Type

I assume you mean the title “How to Use Type Browser.NET to Inspect .NET Types Quickly.” Here’s a concise guide.

What Type Browser.NET is

Type Browser.NET is a developer tool (extension or standalone app) that lets you explore .NET assemblies, namespaces, types, members, and metadata using a searchable, hierarchical UI—similar to an object browser or reflection viewer.

Key features

  • Browse assemblies, namespaces, classes, structs, interfaces, enums, delegates.
  • View type members: methods, properties, fields, events, constructors.
  • Inspect method signatures, generic parameters, inheritance and implemented interfaces.
  • Show attributes, accessibility (public/internal/private), and modifiers (static/virtual/abstract).
  • Search and filter types by name, attribute, or member signature.
  • Decompile or view IL/metadata for types and methods (if supported).
  • Export type info to text or JSON (if supported).

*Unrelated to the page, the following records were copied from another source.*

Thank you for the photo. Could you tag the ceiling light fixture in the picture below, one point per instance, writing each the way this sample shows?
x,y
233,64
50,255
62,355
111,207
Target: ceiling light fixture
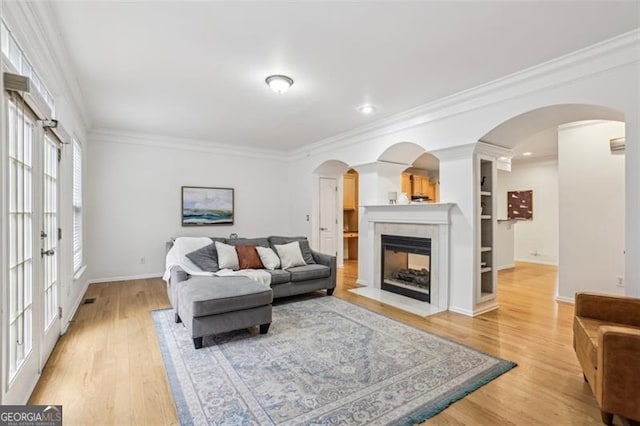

Quick workflow to inspect a type

  1. Open Type Browser.NET and load an assembly (DLL or EXE) or point it at a project/build folder.
  2. Use the search box to type the type name (partial matches supported).
  3. Navigate the results tree to select the type.
  4. Expand the type node to view members grouped by category (constructors, methods, properties).
  5. Click a member to see its full signature, accessibility, attributes, and documentation comments if available.
  6. Use “Go to definition” or decompile view to inspect method bodies or IL, when needed.
  7. Export or copy the type definition for documentation or code generation.

Tips for faster inspection

  • Use incremental search (starts showing results as you type).
  • Filter by member kind (e.g., show only public methods).
  • Jump to base types or implemented interfaces to understand inheritance quickly.
  • Toggle showing compiler-generated/hidden members to reduce noise.
  • Use keyboard shortcuts for expanding/collapsing nodes and opening decompiled views.

When to use it

  • Reverse-engineering behavior in third-party assemblies.
  • Inspecting reflection targets before runtime invocation.
  • Reviewing API surface and public contracts.
  • Debugging issues related to overload resolution, generics, or accessibility.
  • Generating documentation or type mappings.